London is either the world’s top or second-placed city for financial services. Unlike the global profit raiding corporation tax surcharge, an FTT would increase the cost of these services in Britain, as well as penalising banks for doing more business here, in both cases hitting one of Britain’s most significant export industries. As importers aren’t exactly queuing up to buy our coal or steel (SSI announced today that it’s mothballing its Redcar plant, with the loss of 1,700 jobs) this would be a problem.
If the Robin Hood tax were imposed on top rather than instead of the surcharge under a future Labour government, this problem would be compounded. It could be the last straw for big banks like HSBC and Standard Chartered, which are already considering emigrating to warmer climes.

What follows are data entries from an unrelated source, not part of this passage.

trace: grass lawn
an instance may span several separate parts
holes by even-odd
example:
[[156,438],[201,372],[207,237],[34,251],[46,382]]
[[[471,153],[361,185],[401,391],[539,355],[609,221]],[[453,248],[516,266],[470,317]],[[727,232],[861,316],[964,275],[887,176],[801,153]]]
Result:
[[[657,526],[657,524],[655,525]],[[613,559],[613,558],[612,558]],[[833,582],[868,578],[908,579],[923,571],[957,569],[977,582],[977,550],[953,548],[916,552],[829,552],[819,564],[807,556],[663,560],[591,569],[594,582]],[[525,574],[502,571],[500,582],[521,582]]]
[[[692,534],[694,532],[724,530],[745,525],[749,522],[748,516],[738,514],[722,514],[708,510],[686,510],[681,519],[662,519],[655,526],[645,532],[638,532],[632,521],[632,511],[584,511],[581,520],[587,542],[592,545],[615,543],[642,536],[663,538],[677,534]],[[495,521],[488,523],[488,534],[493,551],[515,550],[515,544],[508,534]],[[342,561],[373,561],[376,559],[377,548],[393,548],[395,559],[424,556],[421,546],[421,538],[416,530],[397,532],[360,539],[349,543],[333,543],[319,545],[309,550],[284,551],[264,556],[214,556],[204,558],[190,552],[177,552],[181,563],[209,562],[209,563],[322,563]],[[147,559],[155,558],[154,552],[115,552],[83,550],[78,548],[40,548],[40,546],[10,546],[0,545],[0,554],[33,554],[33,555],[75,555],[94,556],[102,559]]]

Of course, much would depend on exactly what the details of the policy are. There’s an FTT and an FTT, after all. France, for instance, has one that’s less burdensome that Britain’s modest stamp duty on share transactions.
Indeed, it’s important not to jump to conclusions with any of the other policies associated with Corbynomics that McDonnell has spoken about since taking his new job – including a higher top rate of income tax, adding an economic growth target to the Bank of England’s current inflation-oriented remit (possibly manifested through ‘people’s QE’) and setting up a ‘people’s investment bank’.
These could end up so watered down as to be positively mainstream (dare we say Blairite?) by the time they end up in the party’s manifesto. McDonnell has said Labour’s economic policies will be ‘tested and tested again’, and has appointed several leading (though largely left-leaning) economists – including Thomas Piketty and Nobel Prize winner Joseph Stiglitz – to advise him. Dogma, for the time being at least, appears secondary to electability.
Besides, concerned capitalists should take solace in knowing that, however hardline or anti-business McDonnell and Corbyn's policies may or may not be, there's a long, long way to go before they take them to the electorate at the end of this parliament. Assuming the party hasn’t purged them by then, of course.